Production
The Criminal Code was adapted for the screen by Seton I. Miller and Fred Niblo, Jr., son of director Fred Niblo. The original play by San Francisco Bay Area native author and playwright Martin Flavin was produced on Broadway in 1929 at the Belasco Theater. Boris Karloff, who delivered a strong performance in the stage play, is recast here as Galloway. This film served as the vehicle which would essentially launch his career. Though appearing in dozens of pictures during the 1920s, he had mostly bit parts.
The film is the first of two collaborations with infamously foul-mouthed producer Harry Cohn, the second being Twentieth Century (1934). It is Hawks' only picture with Frank Fouce, who produced only five films, all of them in 1931. Hawks worked with screenwriter Seton Miller several times in the late 1920s and early 1930s. This is the only occasion he worked with Niblo, Jr.

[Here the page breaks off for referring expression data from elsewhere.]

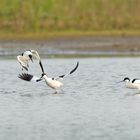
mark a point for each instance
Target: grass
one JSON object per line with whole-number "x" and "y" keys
{"x": 58, "y": 18}
{"x": 64, "y": 34}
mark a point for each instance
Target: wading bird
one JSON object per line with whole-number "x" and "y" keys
{"x": 26, "y": 57}
{"x": 132, "y": 83}
{"x": 53, "y": 83}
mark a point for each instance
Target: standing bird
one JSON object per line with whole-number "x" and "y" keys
{"x": 53, "y": 83}
{"x": 131, "y": 83}
{"x": 26, "y": 57}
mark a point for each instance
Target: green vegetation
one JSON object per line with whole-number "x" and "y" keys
{"x": 69, "y": 17}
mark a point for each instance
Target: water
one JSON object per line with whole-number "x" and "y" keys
{"x": 93, "y": 106}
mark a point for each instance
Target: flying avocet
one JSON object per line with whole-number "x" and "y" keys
{"x": 131, "y": 83}
{"x": 53, "y": 83}
{"x": 26, "y": 57}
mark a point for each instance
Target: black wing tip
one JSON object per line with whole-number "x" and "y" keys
{"x": 25, "y": 76}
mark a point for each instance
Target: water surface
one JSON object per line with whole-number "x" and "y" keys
{"x": 93, "y": 105}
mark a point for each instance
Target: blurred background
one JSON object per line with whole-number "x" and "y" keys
{"x": 78, "y": 27}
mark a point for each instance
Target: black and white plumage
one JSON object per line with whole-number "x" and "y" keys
{"x": 26, "y": 57}
{"x": 54, "y": 83}
{"x": 132, "y": 83}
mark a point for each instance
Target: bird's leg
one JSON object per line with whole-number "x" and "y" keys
{"x": 62, "y": 91}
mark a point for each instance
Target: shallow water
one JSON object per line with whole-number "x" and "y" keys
{"x": 93, "y": 105}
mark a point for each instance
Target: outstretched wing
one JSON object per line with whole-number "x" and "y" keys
{"x": 23, "y": 61}
{"x": 28, "y": 77}
{"x": 41, "y": 66}
{"x": 35, "y": 54}
{"x": 72, "y": 71}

The Criminal Code was remade the following year in France as Criminel (directed by Jack Forrester, starring Daniel Mendaille & Harry Baur) and again in 1950 (directed by Henry Levin with Glenn Ford in the lead role).
Though an early talkie, The Criminal Code makes a sophisticated use of sound. The intercourse is at times rapid and Hawks seems to be experimenting with overlapping dialogue.